Yeah, it was that frustrating. Anyway …

So, essentially what I did is that I typed the “.dbgdbg” which is a shorthand for firing up a debugger that starts debugging the currently active debugger. Yeah, it’s cool. And I configured that other debugger to use Private Symbol Servers in order to fetch both the symbols and the WinDbg’s source code. Neat and nasty, I know.

You know what I found? NOTHING! Absolutely freaking nothing. There were breakpoints, you could enable and disable them, they were definitely evaluating the code at the instruction where breakpoint is set, but there was NOTHING that’d point me to the answer of what is ACTUALLY happening.

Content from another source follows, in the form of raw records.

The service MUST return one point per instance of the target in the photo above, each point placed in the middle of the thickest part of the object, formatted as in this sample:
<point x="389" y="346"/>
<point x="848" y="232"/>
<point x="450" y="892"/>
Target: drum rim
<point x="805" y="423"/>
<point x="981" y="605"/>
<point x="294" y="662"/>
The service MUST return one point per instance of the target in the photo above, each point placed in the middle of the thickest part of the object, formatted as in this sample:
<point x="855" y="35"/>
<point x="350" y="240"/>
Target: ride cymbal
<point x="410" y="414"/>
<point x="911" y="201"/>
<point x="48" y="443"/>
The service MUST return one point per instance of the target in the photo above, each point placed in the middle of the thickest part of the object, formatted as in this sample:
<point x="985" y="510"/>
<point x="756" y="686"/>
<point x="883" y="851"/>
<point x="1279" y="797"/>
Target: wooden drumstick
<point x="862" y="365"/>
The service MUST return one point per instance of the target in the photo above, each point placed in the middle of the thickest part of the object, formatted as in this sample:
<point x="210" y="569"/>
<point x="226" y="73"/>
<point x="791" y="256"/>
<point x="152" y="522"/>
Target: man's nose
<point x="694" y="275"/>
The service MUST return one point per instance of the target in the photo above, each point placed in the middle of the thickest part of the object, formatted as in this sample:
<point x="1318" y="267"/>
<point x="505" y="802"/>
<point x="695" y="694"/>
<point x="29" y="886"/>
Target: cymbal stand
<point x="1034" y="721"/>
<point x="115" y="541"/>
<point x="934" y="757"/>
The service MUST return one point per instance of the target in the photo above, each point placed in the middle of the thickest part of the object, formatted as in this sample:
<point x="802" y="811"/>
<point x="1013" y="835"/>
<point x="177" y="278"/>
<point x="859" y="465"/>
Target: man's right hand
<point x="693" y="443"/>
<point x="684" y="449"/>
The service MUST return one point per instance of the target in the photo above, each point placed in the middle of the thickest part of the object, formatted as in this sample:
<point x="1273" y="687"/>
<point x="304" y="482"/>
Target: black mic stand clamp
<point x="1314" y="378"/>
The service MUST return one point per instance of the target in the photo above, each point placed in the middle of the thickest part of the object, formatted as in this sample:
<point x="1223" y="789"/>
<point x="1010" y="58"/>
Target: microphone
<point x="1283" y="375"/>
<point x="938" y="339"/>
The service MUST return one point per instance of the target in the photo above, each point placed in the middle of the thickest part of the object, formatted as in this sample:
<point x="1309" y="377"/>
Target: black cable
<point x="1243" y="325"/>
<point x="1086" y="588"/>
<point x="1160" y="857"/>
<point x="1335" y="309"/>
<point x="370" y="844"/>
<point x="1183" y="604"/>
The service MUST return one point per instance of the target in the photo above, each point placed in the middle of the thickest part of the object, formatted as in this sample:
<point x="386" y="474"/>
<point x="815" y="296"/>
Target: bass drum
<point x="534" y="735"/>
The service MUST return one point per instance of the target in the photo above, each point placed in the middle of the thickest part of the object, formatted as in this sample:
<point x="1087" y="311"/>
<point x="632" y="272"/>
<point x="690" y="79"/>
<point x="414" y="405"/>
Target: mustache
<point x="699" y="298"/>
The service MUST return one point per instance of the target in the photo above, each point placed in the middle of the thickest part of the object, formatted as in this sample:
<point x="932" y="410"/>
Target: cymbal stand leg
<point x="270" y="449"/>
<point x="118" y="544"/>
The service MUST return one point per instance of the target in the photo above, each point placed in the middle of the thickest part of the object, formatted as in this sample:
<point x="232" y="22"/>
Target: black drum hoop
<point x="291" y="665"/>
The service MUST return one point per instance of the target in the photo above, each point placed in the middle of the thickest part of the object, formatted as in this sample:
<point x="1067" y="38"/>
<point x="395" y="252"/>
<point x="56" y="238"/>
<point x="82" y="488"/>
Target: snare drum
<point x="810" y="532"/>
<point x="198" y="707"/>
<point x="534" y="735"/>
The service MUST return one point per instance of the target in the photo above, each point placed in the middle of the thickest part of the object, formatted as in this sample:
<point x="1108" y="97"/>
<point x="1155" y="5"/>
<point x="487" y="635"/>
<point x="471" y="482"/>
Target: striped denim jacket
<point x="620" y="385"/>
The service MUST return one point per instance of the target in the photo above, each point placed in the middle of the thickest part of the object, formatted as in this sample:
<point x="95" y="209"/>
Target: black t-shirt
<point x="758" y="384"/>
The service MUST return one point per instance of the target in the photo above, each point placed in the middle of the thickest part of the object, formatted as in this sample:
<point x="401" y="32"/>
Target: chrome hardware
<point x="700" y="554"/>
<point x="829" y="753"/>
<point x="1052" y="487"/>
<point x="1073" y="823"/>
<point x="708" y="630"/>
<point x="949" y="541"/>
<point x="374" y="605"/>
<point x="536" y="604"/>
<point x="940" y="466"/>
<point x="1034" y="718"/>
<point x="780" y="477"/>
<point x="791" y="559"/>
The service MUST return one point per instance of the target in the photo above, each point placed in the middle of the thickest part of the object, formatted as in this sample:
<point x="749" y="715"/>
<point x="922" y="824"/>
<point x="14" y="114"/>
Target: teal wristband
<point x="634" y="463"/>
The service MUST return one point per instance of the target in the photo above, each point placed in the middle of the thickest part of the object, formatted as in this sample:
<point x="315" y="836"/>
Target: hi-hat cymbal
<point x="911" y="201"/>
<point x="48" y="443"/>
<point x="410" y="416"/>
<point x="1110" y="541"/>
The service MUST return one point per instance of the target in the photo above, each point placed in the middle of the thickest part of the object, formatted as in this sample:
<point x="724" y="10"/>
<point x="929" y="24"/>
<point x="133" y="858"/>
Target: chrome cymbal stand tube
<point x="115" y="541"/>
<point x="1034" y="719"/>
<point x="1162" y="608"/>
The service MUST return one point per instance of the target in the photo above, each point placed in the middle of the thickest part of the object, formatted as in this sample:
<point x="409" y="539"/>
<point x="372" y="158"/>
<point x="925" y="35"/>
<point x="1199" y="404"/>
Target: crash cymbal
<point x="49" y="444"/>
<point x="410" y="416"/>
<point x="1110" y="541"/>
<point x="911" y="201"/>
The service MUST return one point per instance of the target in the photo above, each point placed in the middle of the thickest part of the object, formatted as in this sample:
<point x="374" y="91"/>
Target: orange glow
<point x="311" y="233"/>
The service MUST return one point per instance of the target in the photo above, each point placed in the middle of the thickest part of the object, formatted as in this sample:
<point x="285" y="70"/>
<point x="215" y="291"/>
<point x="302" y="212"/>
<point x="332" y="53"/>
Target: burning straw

I realized that each breakpoint is an object that seems to subscribe to ENABLE/DISABLE events, but there was just too much of a code to grasp it in a short period. But again, there was NOTHING out of ordinary. NOTHING. Which made it even more crazy because, if there’s nothing strange there, then it’s possibly working the way everyone says it does. So what the hell is the freaking catch?!

Chapter Six: Occam’s razor

You know what’s interesting? I searched for the answer numerous times but it was JUST ONCE, I kid you not, just once that I managed to find a StackOverflow article where the person asked a question among the lines of “Why does WinDbg not show 0xCC” and then they proceeded to answer their own question with “Never mind. I figured that it seems that WinDbg is removing breakpoints when it breaks the execution, and restors them when you run the process“. HOLY SHIT! HOLY SHIT! I kid you not, this was an absolute HOLY FREAKIN’ SHIT moment. Is THAT what the case is? Really? Was it THAT simple the whole time? The whole thing was that the breakpoints are REMOVED when you pause the execution, and restored back once you resume? NO FREAKING WAY!

And yet, it indeed turned out to be the case. Believe it or not, it was THAT simple. As Occam’s razor suggests, the simplest answer is usually the right answer. There was no conspiracy or any black magic happening behind the scenes. WinDbg and my app weren’t showing breakpoint instructions because they were indeed NOT there. They are gone when you stop the execution and yet visible once you do resume (which explains the case when I actually did see them from inside the same process). Damn you!

(By the way, for whatever reason I just can’t seem to find the same article again. Makes you wonder if I dreamed about it or if it really is there in the wilderness).

To say that I celebrated the day would be an understatement. I was thrilled. Excited. Undergoing the storm of adrenaline rush. I loved it and obviously I had to share it:

Amusingly enough, it was only after all the excitement of the “Aha!” weaned off, that I actually realized how simple and stupid does this sound. Really. Like “really? you are excited about the fact that you managed to see 0xCC in the code? Great for you!”. But still, it made me proud. Proud enough to decide to dedicate this freaking long article to it. And I’m still happy about it 🙂

Epilogue: How do breakpoints (in WinDbg) really work

So if you jumped straight to the end without reading the middle part, I’ll summarize it here for you. When you place a breakpoit, WinDbg will replace the original instruction with 0xCC. However, when you hit the BREAK and pause the execution, WinDbg actually REMOVES all breakpoints and restores the original instructions. This is likely to make it more user friendly, which makes perfect sense. Once you resume the execution, it restores all 0xCC‘s and off it goes.

And just like that, if you were to attach with non-invasive debugger (which essentially doesn’t suspend the process) and look up the instruction that has a breakpoint on it, you would, indeed, see that damned 0xCC:

It’s there. As one would expect i to be 🙂 Cool, isn’t it?